この時代はイームズ夫妻のよるイームズプライウッドチェアが登場してまだ新しく、日本の家具デザイナー達も成形合板を使った家具作りを意識していました。

実はこのバタフライスツールが柳 氏にとって最初の成形合板を使って製品化された家具です。

彼は木の板を触りながら模型を作りつつこの形を作り上げました。

一見すると”鳥居”のような姿は、構造的にも優れた耐久性を持っています。

それから漢字の”大”や”天”のような姿にも見えます。

でも名前から察するとまるで”蝶”のようだからバタフライスツールですね。

製品化は天童木工によって行われ1954年に発売されました。

イームズ夫妻最初の家具「イームズプライウッドチェア」ストーリー
イームズ夫妻によるプライウッドチェアはハーマンミラー社から初めて発売された椅子です。 そしてここからイームズとハーマンミラーの伝説が始まります。
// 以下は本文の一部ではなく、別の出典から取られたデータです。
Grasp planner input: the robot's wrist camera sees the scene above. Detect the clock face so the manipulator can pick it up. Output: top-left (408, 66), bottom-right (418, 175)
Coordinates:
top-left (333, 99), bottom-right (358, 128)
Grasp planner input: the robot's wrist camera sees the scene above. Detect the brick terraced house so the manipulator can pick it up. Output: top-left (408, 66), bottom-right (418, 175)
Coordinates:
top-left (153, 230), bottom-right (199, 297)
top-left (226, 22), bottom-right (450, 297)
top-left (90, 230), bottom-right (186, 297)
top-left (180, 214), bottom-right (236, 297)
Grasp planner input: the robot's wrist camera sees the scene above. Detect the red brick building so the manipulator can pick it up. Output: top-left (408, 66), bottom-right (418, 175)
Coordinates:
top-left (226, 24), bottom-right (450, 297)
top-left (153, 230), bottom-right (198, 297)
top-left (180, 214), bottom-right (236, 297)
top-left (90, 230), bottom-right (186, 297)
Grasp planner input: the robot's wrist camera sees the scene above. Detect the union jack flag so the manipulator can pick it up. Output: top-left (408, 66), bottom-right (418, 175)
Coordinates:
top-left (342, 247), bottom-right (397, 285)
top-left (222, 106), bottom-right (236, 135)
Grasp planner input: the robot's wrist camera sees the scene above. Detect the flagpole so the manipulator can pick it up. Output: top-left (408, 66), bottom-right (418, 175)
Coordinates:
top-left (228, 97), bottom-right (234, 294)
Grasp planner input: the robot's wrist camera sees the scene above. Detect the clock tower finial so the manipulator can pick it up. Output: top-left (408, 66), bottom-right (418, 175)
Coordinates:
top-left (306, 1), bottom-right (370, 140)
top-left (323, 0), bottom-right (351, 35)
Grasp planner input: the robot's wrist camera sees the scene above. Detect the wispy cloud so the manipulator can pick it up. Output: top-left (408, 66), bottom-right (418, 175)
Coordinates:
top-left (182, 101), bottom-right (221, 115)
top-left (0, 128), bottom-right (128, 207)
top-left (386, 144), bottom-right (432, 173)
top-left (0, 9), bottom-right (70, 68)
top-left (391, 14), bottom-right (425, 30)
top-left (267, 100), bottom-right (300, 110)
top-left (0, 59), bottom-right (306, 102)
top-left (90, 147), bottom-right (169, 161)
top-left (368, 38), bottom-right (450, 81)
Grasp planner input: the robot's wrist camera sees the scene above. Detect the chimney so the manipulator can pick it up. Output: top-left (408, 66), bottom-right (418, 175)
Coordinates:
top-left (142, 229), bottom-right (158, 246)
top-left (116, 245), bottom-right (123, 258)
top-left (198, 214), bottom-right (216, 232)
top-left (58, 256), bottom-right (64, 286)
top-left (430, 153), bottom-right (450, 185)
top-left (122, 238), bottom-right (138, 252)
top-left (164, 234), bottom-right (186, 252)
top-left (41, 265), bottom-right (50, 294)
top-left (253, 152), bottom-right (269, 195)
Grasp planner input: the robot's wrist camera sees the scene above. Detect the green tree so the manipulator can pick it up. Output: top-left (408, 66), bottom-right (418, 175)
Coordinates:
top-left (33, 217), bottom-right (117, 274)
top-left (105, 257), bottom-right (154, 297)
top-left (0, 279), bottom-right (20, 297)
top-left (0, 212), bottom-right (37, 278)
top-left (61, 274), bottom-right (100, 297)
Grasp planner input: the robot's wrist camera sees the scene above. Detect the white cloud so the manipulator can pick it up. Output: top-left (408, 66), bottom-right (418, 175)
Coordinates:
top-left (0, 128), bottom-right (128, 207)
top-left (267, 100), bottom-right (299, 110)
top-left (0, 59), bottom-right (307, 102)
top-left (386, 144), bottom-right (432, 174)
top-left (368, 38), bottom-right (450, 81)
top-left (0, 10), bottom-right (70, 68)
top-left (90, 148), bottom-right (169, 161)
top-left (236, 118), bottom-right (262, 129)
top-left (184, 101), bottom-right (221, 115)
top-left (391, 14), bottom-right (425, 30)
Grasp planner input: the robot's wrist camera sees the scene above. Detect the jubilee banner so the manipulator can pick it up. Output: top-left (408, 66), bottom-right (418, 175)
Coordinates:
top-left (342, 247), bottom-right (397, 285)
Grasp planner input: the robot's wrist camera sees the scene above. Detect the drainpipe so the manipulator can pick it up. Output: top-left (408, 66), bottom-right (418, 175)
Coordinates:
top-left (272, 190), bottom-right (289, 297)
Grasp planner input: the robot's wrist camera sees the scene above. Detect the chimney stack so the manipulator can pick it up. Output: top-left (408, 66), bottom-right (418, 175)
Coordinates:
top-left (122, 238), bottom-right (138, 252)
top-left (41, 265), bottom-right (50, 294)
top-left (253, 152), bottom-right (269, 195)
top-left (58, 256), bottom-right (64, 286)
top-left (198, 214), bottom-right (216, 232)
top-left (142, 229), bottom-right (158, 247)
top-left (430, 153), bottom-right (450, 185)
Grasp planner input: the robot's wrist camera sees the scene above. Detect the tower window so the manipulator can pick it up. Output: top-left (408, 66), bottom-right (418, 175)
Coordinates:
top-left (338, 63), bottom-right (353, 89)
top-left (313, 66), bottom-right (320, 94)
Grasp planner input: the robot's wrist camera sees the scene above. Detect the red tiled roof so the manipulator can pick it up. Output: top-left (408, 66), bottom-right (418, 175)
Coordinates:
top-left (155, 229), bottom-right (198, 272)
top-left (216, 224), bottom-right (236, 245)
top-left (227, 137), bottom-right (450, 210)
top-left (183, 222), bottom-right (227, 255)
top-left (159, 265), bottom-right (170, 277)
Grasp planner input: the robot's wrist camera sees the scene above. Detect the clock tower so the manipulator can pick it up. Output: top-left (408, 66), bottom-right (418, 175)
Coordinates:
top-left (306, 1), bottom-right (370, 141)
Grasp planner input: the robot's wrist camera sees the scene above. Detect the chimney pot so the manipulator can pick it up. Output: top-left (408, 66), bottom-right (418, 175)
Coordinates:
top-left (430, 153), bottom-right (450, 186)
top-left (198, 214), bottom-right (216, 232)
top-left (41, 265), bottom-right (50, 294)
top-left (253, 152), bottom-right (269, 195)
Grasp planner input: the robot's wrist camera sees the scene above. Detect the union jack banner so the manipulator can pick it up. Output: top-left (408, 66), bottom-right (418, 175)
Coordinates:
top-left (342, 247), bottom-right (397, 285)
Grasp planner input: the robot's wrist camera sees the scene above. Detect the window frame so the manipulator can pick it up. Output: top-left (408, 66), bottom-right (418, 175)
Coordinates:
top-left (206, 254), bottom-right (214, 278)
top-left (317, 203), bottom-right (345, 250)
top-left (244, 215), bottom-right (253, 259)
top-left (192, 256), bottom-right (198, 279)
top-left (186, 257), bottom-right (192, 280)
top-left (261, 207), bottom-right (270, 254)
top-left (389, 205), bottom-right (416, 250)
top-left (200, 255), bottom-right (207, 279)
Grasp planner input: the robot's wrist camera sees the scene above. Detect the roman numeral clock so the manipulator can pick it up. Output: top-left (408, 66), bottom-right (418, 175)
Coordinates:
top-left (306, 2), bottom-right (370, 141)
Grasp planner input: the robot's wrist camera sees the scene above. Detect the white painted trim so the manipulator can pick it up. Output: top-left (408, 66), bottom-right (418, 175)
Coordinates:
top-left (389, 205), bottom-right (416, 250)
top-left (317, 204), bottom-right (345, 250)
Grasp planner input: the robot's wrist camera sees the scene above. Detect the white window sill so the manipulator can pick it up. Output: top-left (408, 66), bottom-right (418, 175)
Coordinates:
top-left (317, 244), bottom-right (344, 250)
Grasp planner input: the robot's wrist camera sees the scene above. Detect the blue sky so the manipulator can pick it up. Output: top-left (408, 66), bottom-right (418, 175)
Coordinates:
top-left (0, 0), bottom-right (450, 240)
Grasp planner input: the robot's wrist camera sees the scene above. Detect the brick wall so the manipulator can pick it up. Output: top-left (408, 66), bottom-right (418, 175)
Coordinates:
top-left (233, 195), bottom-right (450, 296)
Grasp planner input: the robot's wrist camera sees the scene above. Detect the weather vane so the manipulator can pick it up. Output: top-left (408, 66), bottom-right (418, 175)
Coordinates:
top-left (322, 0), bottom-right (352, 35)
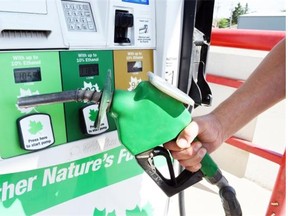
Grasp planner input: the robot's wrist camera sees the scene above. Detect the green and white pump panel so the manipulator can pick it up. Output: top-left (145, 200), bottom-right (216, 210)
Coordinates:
top-left (0, 0), bottom-right (182, 216)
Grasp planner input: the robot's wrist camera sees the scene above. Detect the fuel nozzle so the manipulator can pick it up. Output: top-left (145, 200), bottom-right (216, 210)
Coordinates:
top-left (17, 90), bottom-right (102, 108)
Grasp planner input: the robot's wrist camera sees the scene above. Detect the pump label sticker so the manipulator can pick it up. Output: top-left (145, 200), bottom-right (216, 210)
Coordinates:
top-left (122, 0), bottom-right (149, 5)
top-left (18, 114), bottom-right (54, 151)
top-left (136, 18), bottom-right (152, 45)
top-left (82, 104), bottom-right (109, 135)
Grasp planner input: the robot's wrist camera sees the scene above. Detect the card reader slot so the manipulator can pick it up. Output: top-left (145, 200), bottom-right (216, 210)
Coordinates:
top-left (0, 29), bottom-right (51, 38)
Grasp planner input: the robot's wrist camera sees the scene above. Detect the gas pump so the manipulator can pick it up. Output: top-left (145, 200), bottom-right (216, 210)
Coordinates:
top-left (0, 0), bottom-right (238, 215)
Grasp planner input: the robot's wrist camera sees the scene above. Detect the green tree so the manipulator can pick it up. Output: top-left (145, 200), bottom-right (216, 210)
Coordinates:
top-left (231, 2), bottom-right (249, 25)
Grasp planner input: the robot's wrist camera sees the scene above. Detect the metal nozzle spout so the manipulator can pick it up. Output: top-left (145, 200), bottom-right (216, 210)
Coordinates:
top-left (17, 90), bottom-right (102, 108)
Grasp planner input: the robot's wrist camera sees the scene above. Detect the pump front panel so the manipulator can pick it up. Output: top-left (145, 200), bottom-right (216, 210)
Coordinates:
top-left (0, 0), bottom-right (172, 216)
top-left (60, 50), bottom-right (115, 142)
top-left (0, 51), bottom-right (66, 158)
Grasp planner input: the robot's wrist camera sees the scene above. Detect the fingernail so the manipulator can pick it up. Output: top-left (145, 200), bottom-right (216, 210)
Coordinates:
top-left (193, 142), bottom-right (202, 152)
top-left (198, 148), bottom-right (207, 158)
top-left (177, 138), bottom-right (189, 148)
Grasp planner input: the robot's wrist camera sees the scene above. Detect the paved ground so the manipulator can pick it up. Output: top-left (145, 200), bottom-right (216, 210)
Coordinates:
top-left (168, 172), bottom-right (271, 216)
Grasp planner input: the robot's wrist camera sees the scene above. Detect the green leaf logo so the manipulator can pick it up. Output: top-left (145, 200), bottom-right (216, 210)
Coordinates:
top-left (29, 121), bottom-right (43, 135)
top-left (93, 208), bottom-right (116, 216)
top-left (89, 109), bottom-right (97, 121)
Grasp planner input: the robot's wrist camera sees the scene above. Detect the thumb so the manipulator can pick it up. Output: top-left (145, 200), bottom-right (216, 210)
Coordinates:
top-left (176, 121), bottom-right (199, 148)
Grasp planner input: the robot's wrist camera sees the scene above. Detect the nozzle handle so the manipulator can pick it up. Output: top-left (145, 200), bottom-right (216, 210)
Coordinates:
top-left (136, 146), bottom-right (203, 197)
top-left (17, 90), bottom-right (102, 108)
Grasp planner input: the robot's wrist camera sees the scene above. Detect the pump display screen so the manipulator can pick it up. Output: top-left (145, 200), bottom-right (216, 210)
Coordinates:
top-left (127, 61), bottom-right (143, 73)
top-left (79, 64), bottom-right (99, 77)
top-left (14, 67), bottom-right (41, 83)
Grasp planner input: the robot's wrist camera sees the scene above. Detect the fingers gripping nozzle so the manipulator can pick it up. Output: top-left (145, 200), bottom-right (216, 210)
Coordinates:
top-left (17, 90), bottom-right (102, 108)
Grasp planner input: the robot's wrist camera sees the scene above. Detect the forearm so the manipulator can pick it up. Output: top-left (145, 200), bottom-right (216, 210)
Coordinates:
top-left (212, 40), bottom-right (286, 140)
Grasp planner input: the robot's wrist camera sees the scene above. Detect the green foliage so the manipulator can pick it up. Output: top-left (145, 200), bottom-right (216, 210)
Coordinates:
top-left (232, 2), bottom-right (249, 25)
素材は二枚の高周波で曲げた成形合板に2本のボルトと1本のステーのみ。

少ない素材ながら座れる構造として、また見た目の美しさも兼ね備えています。

分解してコンパクトにできるというのも輸送にも便利です。

まだ敗戦の影響が残る日本ではあまり贅沢に資材を使うことが難しかった為の少ない素材ですが、そこを工夫することで逆に名作を生み出す結果となっています。

(私のバタフライ)

1956年に銀座の松屋で「柳宗理工業デザイン展」で世間へのデビューを果たします。

そしてバタフライスツールは日本のデザインが初めてミラノトリエンナーレに出展した家具でもあります。

1957年の第11回ミラノトリエンナーレにて建築家の板倉 準三 氏、清家 清 氏らとともに柳 氏はバラフライスツールと白磁の土瓶を出展します。

このグループには金賞が与えられました。

さらに翌年1958年にはニューヨーク近代美術館(MOMA)にてパパーマネントコレクション(永久収蔵品)に選定もされます。

現在も天童木工にて製造がされ、世界的に評価も人気も高い日本の名作家具として世界中で販売されています。

私も一個持ってますけど、なんというか置いてあるだけで良いんですよね。

さりげなく飾ってあるだけでもOK。それがバタフライスツール。

手軽に買いやすく所有しやすい名作椅子としても優秀です。